I'll quote the same passage from the article that Mark Saavas did:

It is often thought that autobiography cannot reach into the core of fiction; that the author’s own direct experience is too limiting a factor. That only if you step wholly outside yourself can fiction be formed. But why not step inside yourself? The brain, we now know, is more complicated than the universe, and we are just at the beginning of the exploration of what happens in there. What better laboratory for fiction than the brain that writes it? The more I write fiction, the more I see it as the best way to get at the truth and the only reason for writing it. Autobiography can be a high road to that end.

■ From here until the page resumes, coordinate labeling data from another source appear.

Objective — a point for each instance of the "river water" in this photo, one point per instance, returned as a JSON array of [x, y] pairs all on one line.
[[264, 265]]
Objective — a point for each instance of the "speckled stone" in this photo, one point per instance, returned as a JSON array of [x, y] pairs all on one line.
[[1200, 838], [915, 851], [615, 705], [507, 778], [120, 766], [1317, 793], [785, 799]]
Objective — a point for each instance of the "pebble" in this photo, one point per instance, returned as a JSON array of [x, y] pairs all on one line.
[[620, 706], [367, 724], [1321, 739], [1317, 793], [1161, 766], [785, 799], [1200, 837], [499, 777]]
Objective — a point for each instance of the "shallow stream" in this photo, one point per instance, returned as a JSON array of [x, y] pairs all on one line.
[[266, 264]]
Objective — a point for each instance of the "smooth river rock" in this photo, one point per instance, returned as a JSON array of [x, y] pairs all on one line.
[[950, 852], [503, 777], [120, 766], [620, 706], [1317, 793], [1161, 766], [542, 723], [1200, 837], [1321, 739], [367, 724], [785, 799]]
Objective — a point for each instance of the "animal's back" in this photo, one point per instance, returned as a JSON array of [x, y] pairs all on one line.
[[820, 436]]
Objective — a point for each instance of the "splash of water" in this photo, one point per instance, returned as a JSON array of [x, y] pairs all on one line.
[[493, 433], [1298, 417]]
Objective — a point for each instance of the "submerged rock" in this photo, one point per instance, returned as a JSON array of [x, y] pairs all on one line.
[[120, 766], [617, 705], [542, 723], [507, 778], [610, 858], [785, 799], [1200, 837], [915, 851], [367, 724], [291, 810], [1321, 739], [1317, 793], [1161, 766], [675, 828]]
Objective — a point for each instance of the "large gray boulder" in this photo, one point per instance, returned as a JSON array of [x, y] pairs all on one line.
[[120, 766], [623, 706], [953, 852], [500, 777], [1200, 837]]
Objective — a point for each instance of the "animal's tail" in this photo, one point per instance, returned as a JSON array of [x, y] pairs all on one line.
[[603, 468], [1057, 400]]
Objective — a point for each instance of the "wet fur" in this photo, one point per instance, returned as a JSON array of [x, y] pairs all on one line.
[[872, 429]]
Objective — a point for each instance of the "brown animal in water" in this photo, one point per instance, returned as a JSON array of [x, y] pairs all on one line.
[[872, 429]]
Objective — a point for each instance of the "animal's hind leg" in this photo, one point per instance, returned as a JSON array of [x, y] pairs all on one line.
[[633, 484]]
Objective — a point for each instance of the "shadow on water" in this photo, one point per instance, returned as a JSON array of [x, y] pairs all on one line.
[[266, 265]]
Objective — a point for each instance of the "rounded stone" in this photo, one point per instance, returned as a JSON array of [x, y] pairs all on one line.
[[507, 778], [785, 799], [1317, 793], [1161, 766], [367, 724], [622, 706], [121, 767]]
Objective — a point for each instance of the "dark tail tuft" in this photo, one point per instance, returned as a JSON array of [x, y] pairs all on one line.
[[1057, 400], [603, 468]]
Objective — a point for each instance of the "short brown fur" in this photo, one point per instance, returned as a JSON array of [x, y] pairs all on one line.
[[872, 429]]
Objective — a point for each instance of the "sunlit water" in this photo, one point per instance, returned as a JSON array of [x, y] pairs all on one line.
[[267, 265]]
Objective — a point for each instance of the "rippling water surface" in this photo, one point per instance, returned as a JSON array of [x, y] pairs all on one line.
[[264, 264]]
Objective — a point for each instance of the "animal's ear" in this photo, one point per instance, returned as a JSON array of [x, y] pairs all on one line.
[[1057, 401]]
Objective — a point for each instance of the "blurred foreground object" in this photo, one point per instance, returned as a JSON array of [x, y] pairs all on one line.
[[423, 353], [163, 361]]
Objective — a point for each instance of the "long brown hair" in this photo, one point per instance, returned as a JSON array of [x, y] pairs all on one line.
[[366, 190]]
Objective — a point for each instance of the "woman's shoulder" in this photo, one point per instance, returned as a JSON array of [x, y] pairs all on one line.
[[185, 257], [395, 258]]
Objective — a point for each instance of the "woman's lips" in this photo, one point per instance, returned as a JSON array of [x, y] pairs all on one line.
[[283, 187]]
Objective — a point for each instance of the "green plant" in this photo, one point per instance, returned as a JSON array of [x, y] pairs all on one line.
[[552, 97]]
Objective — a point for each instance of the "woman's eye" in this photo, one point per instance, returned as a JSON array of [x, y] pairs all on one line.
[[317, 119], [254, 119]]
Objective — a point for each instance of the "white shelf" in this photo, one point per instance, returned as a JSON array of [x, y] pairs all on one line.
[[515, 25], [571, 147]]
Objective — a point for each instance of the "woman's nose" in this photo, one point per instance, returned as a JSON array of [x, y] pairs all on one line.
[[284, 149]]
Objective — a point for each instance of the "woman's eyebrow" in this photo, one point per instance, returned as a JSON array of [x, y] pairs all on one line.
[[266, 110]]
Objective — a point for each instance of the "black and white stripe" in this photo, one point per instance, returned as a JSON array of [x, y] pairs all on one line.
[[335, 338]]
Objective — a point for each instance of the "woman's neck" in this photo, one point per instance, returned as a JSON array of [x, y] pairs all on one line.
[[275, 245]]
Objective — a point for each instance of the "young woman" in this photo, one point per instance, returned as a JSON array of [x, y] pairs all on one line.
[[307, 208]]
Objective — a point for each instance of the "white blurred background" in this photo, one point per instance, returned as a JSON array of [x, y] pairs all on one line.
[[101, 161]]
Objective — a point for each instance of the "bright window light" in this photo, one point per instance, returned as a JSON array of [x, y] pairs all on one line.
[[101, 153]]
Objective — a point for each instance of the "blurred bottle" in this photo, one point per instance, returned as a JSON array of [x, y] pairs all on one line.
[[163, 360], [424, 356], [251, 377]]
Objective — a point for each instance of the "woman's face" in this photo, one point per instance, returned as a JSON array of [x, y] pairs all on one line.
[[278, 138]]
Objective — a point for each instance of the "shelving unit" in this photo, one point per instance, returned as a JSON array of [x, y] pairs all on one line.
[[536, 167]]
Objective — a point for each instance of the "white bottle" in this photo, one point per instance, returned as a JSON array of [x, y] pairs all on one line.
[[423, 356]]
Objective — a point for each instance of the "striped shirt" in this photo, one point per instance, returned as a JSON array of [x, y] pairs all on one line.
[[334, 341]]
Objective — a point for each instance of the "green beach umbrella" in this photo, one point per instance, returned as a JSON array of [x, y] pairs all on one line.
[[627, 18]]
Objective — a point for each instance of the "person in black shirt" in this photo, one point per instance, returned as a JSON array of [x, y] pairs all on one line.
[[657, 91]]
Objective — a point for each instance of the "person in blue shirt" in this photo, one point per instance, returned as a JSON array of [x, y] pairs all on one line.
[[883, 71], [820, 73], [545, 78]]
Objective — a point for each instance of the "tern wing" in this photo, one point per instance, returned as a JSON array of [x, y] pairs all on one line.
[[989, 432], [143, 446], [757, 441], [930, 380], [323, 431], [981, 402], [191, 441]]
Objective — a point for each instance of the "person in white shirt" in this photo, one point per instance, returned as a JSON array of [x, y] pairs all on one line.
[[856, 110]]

Yes, it might be nine months old, but the article really speaks to me...What do you think?


Tina Lynn said…
I think every work of fiction I write shows some other part of me. Perhaps, parts that no one really knows, even me, until it comes to me.
Travener said…
I agree with everything that Tina Lynn said. There's always some of me and my life in my fiction. How could it be otherwise?
I definitely put myself in to my writing. When my husband and friends read my stuff, they catch all those little things that are me.
Will said…
Always in any of my work, I find one character that is basically me and my reactions if I were in that character's shoes. In the novel I'm writing right now one of the lead characters is a cop, and I write him as how I would be if I was a cop. You know, we writers are basically playing pretend like we did as little children. Now we just write it down to share with others.